Now more than ever European Union must get together, starting from the language

11th Nov 2016

It happened again, yesterday while I was trying to solve some bureaucracy stuff the nice girl at the phone replied me wir sind in Deutschland und wir sprechen nur Deutsch” that means we are in Germany and we speak only German”.

Every time I’m getting this reply I have a mix of feeling, from the need to improve my very basic German to the rejection of the idea that in a public office of an amazing metropolis and capital like Berlin you can’t find someone that can help an english speaker on the phone.

Berlin landscape

I totally agree that if someone live in a country should learn the language (and I’m working on it), on the other hand I’m not living only in Germany but in the European Union as well. Those thoughts open to a recurrent question:

why the hell we cannot have a common second language as a Union?!

A common language could help people really feel as a single community with the advantage to improve people vision/experience through the single countries’ cultural diversity.

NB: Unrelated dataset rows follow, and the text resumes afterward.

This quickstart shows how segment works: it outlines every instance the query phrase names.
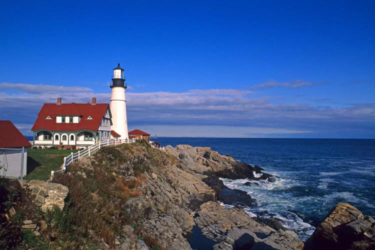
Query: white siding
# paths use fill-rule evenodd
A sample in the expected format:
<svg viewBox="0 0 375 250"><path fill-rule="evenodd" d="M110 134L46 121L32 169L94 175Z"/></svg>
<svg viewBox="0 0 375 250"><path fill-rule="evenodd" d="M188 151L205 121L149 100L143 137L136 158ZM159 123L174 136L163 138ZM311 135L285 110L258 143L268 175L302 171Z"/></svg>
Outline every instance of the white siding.
<svg viewBox="0 0 375 250"><path fill-rule="evenodd" d="M16 150L16 149L15 149ZM0 170L0 173L2 175L5 174L5 176L20 177L21 176L21 163L22 160L22 148L16 150L8 150L3 151L0 150L0 164L4 166L2 169ZM4 154L4 152L5 154ZM28 159L27 148L24 149L24 168L22 176L26 174ZM4 168L6 168L6 172L4 172Z"/></svg>

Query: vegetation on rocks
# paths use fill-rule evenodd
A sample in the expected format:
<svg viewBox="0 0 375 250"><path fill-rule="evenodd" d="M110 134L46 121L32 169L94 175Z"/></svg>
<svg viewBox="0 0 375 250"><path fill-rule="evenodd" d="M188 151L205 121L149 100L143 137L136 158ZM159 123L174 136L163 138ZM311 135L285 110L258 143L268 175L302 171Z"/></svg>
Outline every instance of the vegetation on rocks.
<svg viewBox="0 0 375 250"><path fill-rule="evenodd" d="M184 236L196 226L218 242L214 249L236 248L245 240L243 246L258 248L302 249L294 232L250 218L241 207L254 206L250 196L218 178L272 181L262 170L208 148L168 146L166 152L144 141L104 147L56 174L55 183L0 179L0 248L190 249ZM64 198L64 204L46 206L47 198ZM224 208L217 199L238 206ZM368 226L353 242L372 247L373 241L364 240L373 237L375 221L359 219L342 232ZM332 230L344 235L334 226L341 226Z"/></svg>

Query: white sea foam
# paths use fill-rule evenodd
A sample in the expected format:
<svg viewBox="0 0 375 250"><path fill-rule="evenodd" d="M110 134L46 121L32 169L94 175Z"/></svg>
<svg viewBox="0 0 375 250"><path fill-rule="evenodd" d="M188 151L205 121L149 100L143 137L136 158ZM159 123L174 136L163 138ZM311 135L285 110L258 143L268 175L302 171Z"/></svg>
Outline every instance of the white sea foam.
<svg viewBox="0 0 375 250"><path fill-rule="evenodd" d="M252 210L248 206L244 208L244 210L246 212L246 213L248 214L250 217L256 217L256 214L252 212Z"/></svg>
<svg viewBox="0 0 375 250"><path fill-rule="evenodd" d="M342 174L342 172L320 172L319 174L322 176L334 176L340 174Z"/></svg>
<svg viewBox="0 0 375 250"><path fill-rule="evenodd" d="M256 174L256 172L255 172L255 171L253 171L252 174L254 174L254 177L255 177L256 178L259 178L260 177L262 176L262 173Z"/></svg>
<svg viewBox="0 0 375 250"><path fill-rule="evenodd" d="M220 204L220 206L222 206L226 208L234 208L234 206L233 205L230 205L229 204L224 204L222 202L220 202L220 200L218 201L218 202L219 202L219 204Z"/></svg>
<svg viewBox="0 0 375 250"><path fill-rule="evenodd" d="M322 178L319 179L320 184L318 186L318 188L326 189L330 183L339 183L331 178Z"/></svg>
<svg viewBox="0 0 375 250"><path fill-rule="evenodd" d="M367 199L363 198L358 198L352 192L334 192L330 194L324 196L324 198L328 200L335 201L340 200L342 202L348 203L358 203L364 204L368 208L375 208L375 205L372 204Z"/></svg>

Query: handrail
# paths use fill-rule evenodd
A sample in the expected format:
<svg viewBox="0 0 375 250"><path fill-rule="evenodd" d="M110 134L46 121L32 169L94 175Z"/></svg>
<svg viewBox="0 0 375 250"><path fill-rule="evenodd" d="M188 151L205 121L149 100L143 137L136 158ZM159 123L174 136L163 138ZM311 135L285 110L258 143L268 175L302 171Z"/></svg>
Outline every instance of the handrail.
<svg viewBox="0 0 375 250"><path fill-rule="evenodd" d="M135 142L136 140L136 138L122 140L116 139L112 140L110 140L108 139L107 140L102 140L98 142L95 144L90 145L84 150L78 150L75 153L73 153L73 152L72 152L72 153L70 153L70 154L68 156L64 157L64 162L63 163L64 166L61 169L55 171L51 171L50 180L52 180L52 179L54 178L54 176L55 172L64 172L65 170L66 170L66 167L72 162L76 162L80 158L86 158L86 157L91 156L92 154L100 150L100 147L102 146L108 146L120 145L120 144L124 144L134 143Z"/></svg>

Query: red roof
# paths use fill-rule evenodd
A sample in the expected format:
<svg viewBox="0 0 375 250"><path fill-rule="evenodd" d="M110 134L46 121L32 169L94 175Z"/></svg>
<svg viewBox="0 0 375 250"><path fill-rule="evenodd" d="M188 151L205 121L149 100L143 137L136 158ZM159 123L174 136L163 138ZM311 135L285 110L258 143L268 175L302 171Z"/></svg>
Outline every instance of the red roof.
<svg viewBox="0 0 375 250"><path fill-rule="evenodd" d="M0 148L22 148L32 144L10 120L0 120Z"/></svg>
<svg viewBox="0 0 375 250"><path fill-rule="evenodd" d="M134 130L128 133L129 136L150 136L150 134L144 132L142 130Z"/></svg>
<svg viewBox="0 0 375 250"><path fill-rule="evenodd" d="M121 136L118 134L114 130L110 130L110 135L114 137L120 137Z"/></svg>
<svg viewBox="0 0 375 250"><path fill-rule="evenodd" d="M38 117L32 128L33 131L46 130L50 131L79 131L88 130L96 131L102 120L109 110L108 104L44 104L38 114ZM58 116L81 117L78 123L56 123ZM50 116L51 119L46 119ZM88 120L90 116L92 120Z"/></svg>

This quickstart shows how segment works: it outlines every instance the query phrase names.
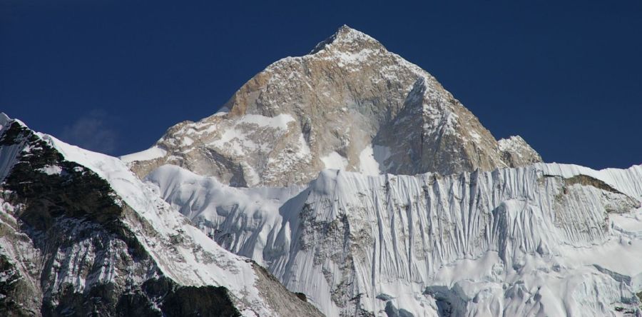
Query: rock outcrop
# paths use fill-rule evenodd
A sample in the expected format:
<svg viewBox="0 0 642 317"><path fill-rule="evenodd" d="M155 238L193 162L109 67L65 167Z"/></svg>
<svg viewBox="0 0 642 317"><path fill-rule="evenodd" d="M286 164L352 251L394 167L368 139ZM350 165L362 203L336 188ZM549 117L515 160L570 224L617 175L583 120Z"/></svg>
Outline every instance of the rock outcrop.
<svg viewBox="0 0 642 317"><path fill-rule="evenodd" d="M4 114L0 207L0 315L321 316L118 158Z"/></svg>
<svg viewBox="0 0 642 317"><path fill-rule="evenodd" d="M270 65L223 111L123 158L141 177L171 163L235 186L282 186L327 168L450 174L541 161L515 143L500 149L432 76L342 26L309 54Z"/></svg>

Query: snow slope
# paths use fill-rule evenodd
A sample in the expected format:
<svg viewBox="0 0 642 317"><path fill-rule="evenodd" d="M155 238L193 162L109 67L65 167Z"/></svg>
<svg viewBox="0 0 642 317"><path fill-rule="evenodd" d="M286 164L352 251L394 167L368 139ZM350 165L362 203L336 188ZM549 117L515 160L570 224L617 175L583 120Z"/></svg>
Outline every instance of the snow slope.
<svg viewBox="0 0 642 317"><path fill-rule="evenodd" d="M147 181L328 316L640 313L641 166L325 170L307 188L240 189L164 166Z"/></svg>
<svg viewBox="0 0 642 317"><path fill-rule="evenodd" d="M225 250L201 231L193 226L188 219L173 209L138 179L123 161L83 150L46 134L34 134L24 124L17 121L4 117L0 117L0 120L1 120L0 126L2 126L2 128L0 128L1 136L0 162L2 162L0 167L2 167L2 169L0 171L3 175L3 178L0 178L0 184L3 184L2 187L4 186L3 181L5 180L4 177L6 175L17 173L12 171L13 166L18 163L16 162L23 165L31 161L39 163L38 162L41 160L56 158L60 155L61 161L57 161L57 163L53 161L34 172L44 174L45 178L54 177L45 179L58 179L56 176L64 178L66 173L71 172L70 166L75 166L76 167L72 168L73 171L81 171L83 175L88 175L87 172L83 171L86 171L85 169L86 168L106 181L109 185L109 191L104 191L102 195L113 199L116 205L125 211L117 221L122 222L126 228L133 233L146 253L151 257L154 265L158 266L159 270L159 273L154 274L167 277L181 286L223 286L227 289L236 308L244 316L283 316L284 308L297 306L300 313L317 314L313 308L307 307L309 304L297 298L294 294L282 288L282 286L275 287L275 285L269 281L270 277L262 273L260 268L258 268L249 259ZM10 126L11 131L9 130ZM18 131L18 136L14 136L16 134L15 131ZM10 142L13 142L14 144L7 146L6 144ZM49 148L49 151L40 151L44 148ZM43 157L36 157L35 161L26 161L27 158L33 158L34 155ZM48 158L46 158L45 156ZM68 178L66 181L81 181L79 179L74 181L76 179L78 178ZM90 181L88 179L82 181L88 182ZM4 203L1 200L2 197L9 196L6 188L2 189L4 189L4 194L0 196L0 203ZM106 189L94 187L87 188L90 191ZM19 195L19 193L17 193ZM63 193L68 193L71 194ZM73 199L71 197L68 198ZM29 201L26 201L26 203L29 203ZM16 211L14 214L12 211L19 211L24 207L6 206L7 208L3 207L2 215L0 216L11 219L14 217L17 218L21 216L20 212ZM96 211L101 212L100 210ZM55 210L46 212L55 212ZM106 208L105 213L108 213ZM103 230L101 226L110 226L108 221L103 224L100 221L92 223L81 220L81 222L76 223L73 217L68 219L70 220L65 221L68 222L66 225L60 226L67 226L70 230L77 229L78 232L82 230L81 226L94 226L96 228L91 232L100 233ZM14 221L17 222L18 220ZM38 236L32 234L29 236ZM11 246L16 241L0 241L3 243L0 245L1 247L0 249L16 249ZM34 241L30 248L33 248L34 246L36 246L37 248L39 242ZM113 246L104 246L104 248L112 247ZM49 284L43 278L42 288L44 290L49 290L49 292L63 293L66 291L66 286L69 285L76 292L83 293L98 284L116 283L116 281L122 277L119 277L121 274L131 274L123 268L118 268L115 262L110 263L108 261L103 264L105 268L101 270L97 278L91 277L86 275L86 268L83 268L93 261L97 261L97 256L96 260L93 259L96 256L93 254L103 251L100 250L100 247L88 245L86 242L81 242L79 245L71 246L66 250L65 252L68 251L72 253L71 260L68 262L68 260L61 258L62 264L58 266L54 266L54 269L58 271L55 273L53 285ZM34 252L38 253L36 251ZM116 248L110 252L118 254L124 251L119 251ZM77 254L73 255L73 253ZM9 256L12 262L26 262L23 258L16 258L16 256L11 253ZM42 256L46 256L46 253L43 253ZM37 256L32 256L28 260L32 262L38 261ZM46 276L48 273L43 272L42 275ZM149 278L150 276L142 275L132 276L128 278L137 279L140 283L143 283ZM113 296L116 293L108 296ZM285 311L287 314L297 311L295 309Z"/></svg>

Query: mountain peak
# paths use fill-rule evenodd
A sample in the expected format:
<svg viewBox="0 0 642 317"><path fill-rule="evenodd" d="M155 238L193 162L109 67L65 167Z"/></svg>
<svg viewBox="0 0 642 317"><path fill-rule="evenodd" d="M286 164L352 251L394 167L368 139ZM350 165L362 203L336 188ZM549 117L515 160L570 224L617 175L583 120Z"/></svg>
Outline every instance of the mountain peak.
<svg viewBox="0 0 642 317"><path fill-rule="evenodd" d="M330 37L317 44L310 54L330 48L341 51L360 51L365 48L384 49L379 41L345 24L341 26Z"/></svg>

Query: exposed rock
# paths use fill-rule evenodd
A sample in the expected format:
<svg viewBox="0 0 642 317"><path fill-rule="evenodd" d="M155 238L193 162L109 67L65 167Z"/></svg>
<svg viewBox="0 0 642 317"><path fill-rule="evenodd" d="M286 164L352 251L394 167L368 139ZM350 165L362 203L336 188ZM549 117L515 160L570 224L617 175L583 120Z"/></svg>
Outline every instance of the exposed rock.
<svg viewBox="0 0 642 317"><path fill-rule="evenodd" d="M326 170L307 186L238 188L164 166L147 180L328 316L639 313L642 166Z"/></svg>
<svg viewBox="0 0 642 317"><path fill-rule="evenodd" d="M155 146L162 154L123 159L141 177L171 163L250 187L307 183L325 168L449 174L541 161L511 140L501 149L433 76L344 26L270 65L220 112L169 129Z"/></svg>
<svg viewBox="0 0 642 317"><path fill-rule="evenodd" d="M2 316L320 316L116 158L4 120L0 176Z"/></svg>

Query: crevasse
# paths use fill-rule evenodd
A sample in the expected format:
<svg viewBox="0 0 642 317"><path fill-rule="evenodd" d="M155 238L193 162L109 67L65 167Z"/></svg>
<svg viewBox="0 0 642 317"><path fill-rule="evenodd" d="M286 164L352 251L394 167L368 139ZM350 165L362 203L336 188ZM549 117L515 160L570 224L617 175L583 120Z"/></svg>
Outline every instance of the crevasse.
<svg viewBox="0 0 642 317"><path fill-rule="evenodd" d="M328 316L638 311L641 166L325 170L307 187L236 188L164 166L147 181Z"/></svg>

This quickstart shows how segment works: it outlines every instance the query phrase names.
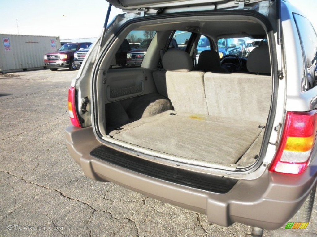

The official working languages are English, French and German but do that really makes sense? Or is positioning Germany and France over the other EU countries?

Reading the data

According to this survey published in 2012 by European Commission:

In terms of the most common foreign languages spoken, the linguistic map of Europe is similar to that presented in 2005, with the five most widely spoken foreign languages remaining English (38%), French (12%), German (11%), Spanish (7%) and Russian (5%).

Survey results chart

That means that the most spoken second language in Europe is English with a 38%. It’s not a huge percentage but is a good starting point.

We should start to build on what we already have looking at the future instead of be afraid of the difficulties and nostalgic look back to the past.

We all knew that wasn’t going to be easy but we should continue to build it up.

Why after Brexit?

Someone could argue: why do we have to use English as EU official language after Brexit?

Now more than ever embrace English the official EU language makes sense because there will be no country in the EU that has this official language as first language.

That means that every country will be at the same level and continue to have its own language. In addition will start to translate every documents and government paper in English together with teaching officially English in schools since young age.

The most exciting and delicate part will be help every country maintain his own culture and at the same time starting a process of evolution to a more inclusive and unified EU.

I really believe in the future of EU and I think it will be more bright when we will start to act as one single country with respect of the single differences. We must evolve and we have to start from the bottom of our heart.